Für mich ist dabei entscheidend: Wir setzen unsere Hochwasserschutz-Agenda gemeinsam mit den Bürgerinnen und Bürgern um. Ich war vorletzten Freitag in Deggendorf zum Auftakt unseres Hochwasserdialogs. Mit dem Hochwasserdialog bringen wir alle Betroffenen an einen Tisch. Wir nehmen jede Sorge ernst. Wir garantieren volle Transparenz. Bayern hat das Patronat für Lebensqualität inne, weil wir Politik mit den Menschen machen, statt über ihre Köpfe hinweg.
Politik mit den Menschen bedeutet auch: Wir schließen Gefahren für unsere Lebensgrundlagen aus.
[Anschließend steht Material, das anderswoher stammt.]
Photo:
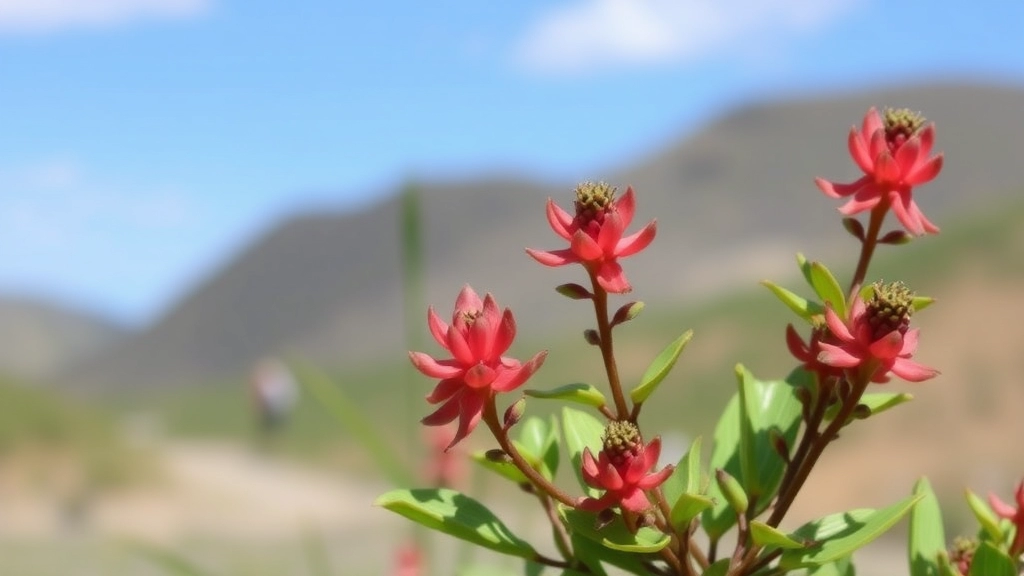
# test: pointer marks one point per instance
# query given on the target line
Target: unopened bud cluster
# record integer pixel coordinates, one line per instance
(900, 124)
(622, 442)
(890, 309)
(593, 200)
Die Berichterstattung der letzten Wochen hat zur Verunsicherung beim Thema Trinkwasser geführt. Ich wiederhole gerne die Position der Staatsregierung: Der Schutz unseres Trinkwassers hat oberste Priorität. Wir wollen kein unkonventionelles Fracking unter Einsatz wassergefährdender Chemikalien, solange Gefahren für Mensch und Natur nicht völlig ausgeschlossen sind. Wir pflegen in Bayern bei Risikotechnologien die umgekehrte Beweislast. Das bedeutet ein Null-Promille-Risiko für die Gesundheit unserer Bürgerinnen und Bürger.
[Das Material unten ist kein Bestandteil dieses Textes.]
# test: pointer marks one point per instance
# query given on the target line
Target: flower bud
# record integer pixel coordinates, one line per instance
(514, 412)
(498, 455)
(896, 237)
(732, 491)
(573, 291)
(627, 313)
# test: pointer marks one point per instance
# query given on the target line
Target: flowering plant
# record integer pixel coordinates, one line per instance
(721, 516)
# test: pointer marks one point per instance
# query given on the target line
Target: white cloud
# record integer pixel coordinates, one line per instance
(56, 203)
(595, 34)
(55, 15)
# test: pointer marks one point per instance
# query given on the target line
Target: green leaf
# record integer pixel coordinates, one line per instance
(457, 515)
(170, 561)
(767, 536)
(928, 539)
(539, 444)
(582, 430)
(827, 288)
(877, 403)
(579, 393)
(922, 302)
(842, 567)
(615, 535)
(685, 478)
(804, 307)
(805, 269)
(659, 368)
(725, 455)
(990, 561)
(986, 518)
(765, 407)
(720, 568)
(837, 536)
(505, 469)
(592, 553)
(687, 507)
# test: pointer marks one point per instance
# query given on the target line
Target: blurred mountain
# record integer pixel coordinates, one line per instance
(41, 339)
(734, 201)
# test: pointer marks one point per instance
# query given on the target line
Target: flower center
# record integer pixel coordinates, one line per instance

Ein klares und unmissverständliches Nein sage ich zur grünen Gentechnik. Wir haben hier im Hohen Haus gemeinsam einige Beschlüsse zur grünen Gentechnik gefasst. Das Engagement unserer bayerischen Brauer unterstützen wir im 498. Jahr des Reinheitsgebots aus fraktionsübergreifender Überzeugung.
Vor fünf Wochen haben wir mit "Fünf Jahre gentechnikanbaufrei" einen Weg gefeiert, den wir als Volksvertreter gemeinsam mit über 200 Kommunen und gemeinsam mit einer großen Mehrheit der Menschen in unserem Land mutig und geschlossen begonnen haben. Mein Appell: Gehen wir diesen Weg gemeinsam weiter! Halten wir Bayern auch in Zukunft in großer parlamentarischer Geschlossenheit gentechnikanbaufrei!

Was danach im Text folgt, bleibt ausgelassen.